Lu: Transport-related departments are currently too strong. Each has its own, strong planning and design institutions. But authorities in charge of comprehensive coordination are too weak and cannot negate the plans of functioning departments, such as the transportation ministry. There is no overall coordination for transportation construction, and department goals are neither unified nor coordinated. In this atmosphere, enthusiasm is stoked inside various departments, and the result is that each department launches individual, large-scale projects that greatly increase the overall scale and contribute to imbalance in the transport structure....
Behold, the miracle of central planning!  On the bright side, China's vaunted economic plans are at least consistent: now they have creepy ghost highways to connect their creepy ghost cities.  Heh.

But seriously, considering all of these problems, I'm sure that the Chinese government has pulled back on the infrastructure spending in order to implement the necessary reforms that Lu has proposed, right?

Fresh funds appear to be flowing into China's beleaguered railway sector more than three months after a deadly train crash, which embarrassed Beijing and prompted it to reassess key aspects of the rapidly built system.

China's state-run Xinhua news agency, quoting unnamed sources, said on Tuesday that the Ministry of Railways expects a 200 billion yuan ($31.45 billion) funding injection soon, though it didn't indicate the source of the support. Calls to the Railway Ministry Tuesday evening weren't answered.

Also Tuesday, bullet-train and locomotive maker CSR Corp. said the ministry late last month made a key 6 billion yuan ($954 million) payment for equipment. Also, in recent weeks, the Railway Ministry itself raised 40 billion yuan selling domestic bonds.

Railway-sector stocks have been buoyed in recent days on hopes that money is being unlocked, in a possible sign that construction halted on thousands of miles of track may resume. Any fresh commitment to railway spending by Beijing is likely to be seen by financial markets as the latest sign authorities are moving to underpin the economy in the face of slowing growth.

Railway work in recent years has been a proud Chinese achievement, and a key aspect of the country's spending on infrastructure construction. But spending slowed this year after the collision in July of two bullet trains that killed 40 people and appeared to undermine the safety of the system.
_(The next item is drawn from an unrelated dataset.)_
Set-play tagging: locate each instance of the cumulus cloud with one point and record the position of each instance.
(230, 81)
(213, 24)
The disaster added to pressures that already included tighter Chinese monetary policy as well as closer scrutiny in the wake of scandals and equipment snafus.

Money has appeared tight at the Ministry of Railways, one of China's largest government institutions. After the July crash, analysts began to question how it might pay its long-term debts: Standard Chartered Bank estimated its debts at the end of the first quarter of 2011 at $300 billion and a debt-to-assets ratio above 58%. By October, railway contractors said work on thousands of miles of track and tunnels had been halted due to cash shortages, a slowdown that in some cases left migrant workers stranded.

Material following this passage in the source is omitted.